Follow v NoFollow links and when you should use them
There’s been a lot of talk about Follow and NoFollow links in the blogging community of late, so I thought I’d write a quick post to help try to clear things up a little. While I wouldn’t call myself an SEO expert, my day job does involves working in the digital marketing field and I work closely alongside a specialist SEO agency day to day. I’ve asked a friend at the agency to check all of this from a technical point of view to make sure I’m being accurate, rather than just presenting my own opinion on the two different link styles and what impact they can have.

Links to and from your website play an important part in the way that Google decides its search engine rankings. No-one knows exactly how their algorithm works, but it’s safe to say that having good quality websites linking to you is a definite plus point, as is providing links from your site to other reputable websites (as well as linking within your site to your own relevant content).

Follow and NoFollow are simple ways to indicate to Google whether or not they should pay attention to a link. While they want people to link to relevant sites, they don’t like people being able to skew the search results by purchasing lots of links or spamming sites with them – they want linking to be as natural and as helpful as possible.

Follow is the default state for most links.
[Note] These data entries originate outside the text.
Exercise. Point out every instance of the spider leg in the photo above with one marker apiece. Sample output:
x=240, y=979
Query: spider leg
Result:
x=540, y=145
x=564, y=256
If you add a link to another website into your blog, chances are it will automatically be set to a Follow link. This says to Google, ‘Hey, this is a really great link to a site I trust. I’m happy to pass on my own Domain Authority to it’.

NoFollow links normally need a small piece of code added to them (or you can add via the linking widget in Blogger for example, by clicking the ‘rel=NoFollow’ box when you add a link). This just tells Google not to pay attention to the link when it’s calculating its search results. So if you linked out to a retailer website, they wouldn’t receive any positive benefit from that link being there (they also won’t receive any negative benefit either).

Google really doesn’t like people to use Follow links for anything paid (it goes against their guidelines). So if you have written sponsored posts, all links should be marked as ‘NoFollow’ to keep in line with their guidelines. It’s also recommend to do the same for any PR samples you might have received and are linking to, as they can be seen as payment (in a way) for coverage/links.

You can read the full Google guidelines here and here.

Now, Google guidelines are just that, guidelines. However, they can, and do, sometimes penalise people for breaking these by removing them from their search results for a time. If you don’t have a huge amount of traffic that comes to you via search, then this might not be a huge issue, but if you do experience a lot of traffic via Google, then it’s not something you want to happen. It might not happen that often, but it does happen and is a risk you need to consider.

A lot of SEO agencies that pay for sponsored posts will ask for a Follow link, despite it going against Google guidelines. This is because they have been tasked with creating more positive links for their clients and Follow links are seen to be more beneficial from that point of view. A blog post about a brand with a NoFollow link will still have value – you’re featuring them to your audience and helping to raise their profile; it just doesn’t have the same impact from a traditional SEO point of view.

I hope that this has been helpful – if you have any questions, please just let me know.